Can Benford’s Law practically identify fraud? It’s one of many tests you can use to discover fictitious numbers in supposedly random data sets, such as monetary amounts of purchase transactions. In this case, a comptroller successfully uses Benford’s Law to search for anomalies in warranty claims.

John, the controller of Rafal Inc., is in a quandary.
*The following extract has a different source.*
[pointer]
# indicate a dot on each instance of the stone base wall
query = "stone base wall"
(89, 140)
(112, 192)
Peter, the company’s financial analyst, says he’s found an abnormal spike in the warranty claims for FY 2019 as compared to FY 2018. John is perplexed as to how a discrepancy could’ve found its way into the payment process when he knows for certain that his team has been following tried-and-true documented “enterprise resource planning” procedures. He discusses the issue with Tim, a forensic consultant, who introduces him to the world of Benford’s Law. The heralded law could settle the issue. (Names and details have been changed in this case history.)

Benford’s Law and its historical evolution

Benford’s Law is a statistical method for detecting any manual intervention in an otherwise automated operational transaction activity.

In 1881, Simon Newcomb, an American astronomer, made an observation in the pattern of usage of logarithm tables. He found that the logarithm pages that began with “1” were more worn out than other pages. He inferred that pages commencing with 1 had far more frequent usage. (See Newcomb’s paper, Note on the Frequency of Use of the Different Digits in Natural Numbers.)

In the 1920s, Frank Benford, a physicist at General Electric, observed — as did Newcomb — the pages of logarithm table books covering numbers with the initial digits “1” and “2” were more worn and dirtier than pages for “7,” “8” and “9.” (See Digital Analysis Using Benford’s Law, by Mark J. Nigrini, Ph.D., Global Audit Publications, 2000.)

Because the first few pages of a logarithm book list multi-digit logs beginning with the digits 1, 2 and 3, Benford theorized that scientists spent more time dealing with logs that began with those numerals. He also found that with each succeeding first digit, the amount of time scientists used it was decreased.

So, he concluded that in a population of naturally occurring multi-digit numbers, those numbers beginning with 1, 2 or 3 must appear more frequently than multi-digit numbers beginning with the digits 4 through 9. Also, the first digit of the numbers will be distributed in a predictable and expected way. Instead of the frequencies of the first digit being equal (a 1 out of 9 chance for each of the digits 1 through 9), the first digit of a multi-digit number typically follows a different pattern. Predictable patterns also occur in the second and third digits of multi-digit numbers. However, in this article, I limit its application to the first digit only.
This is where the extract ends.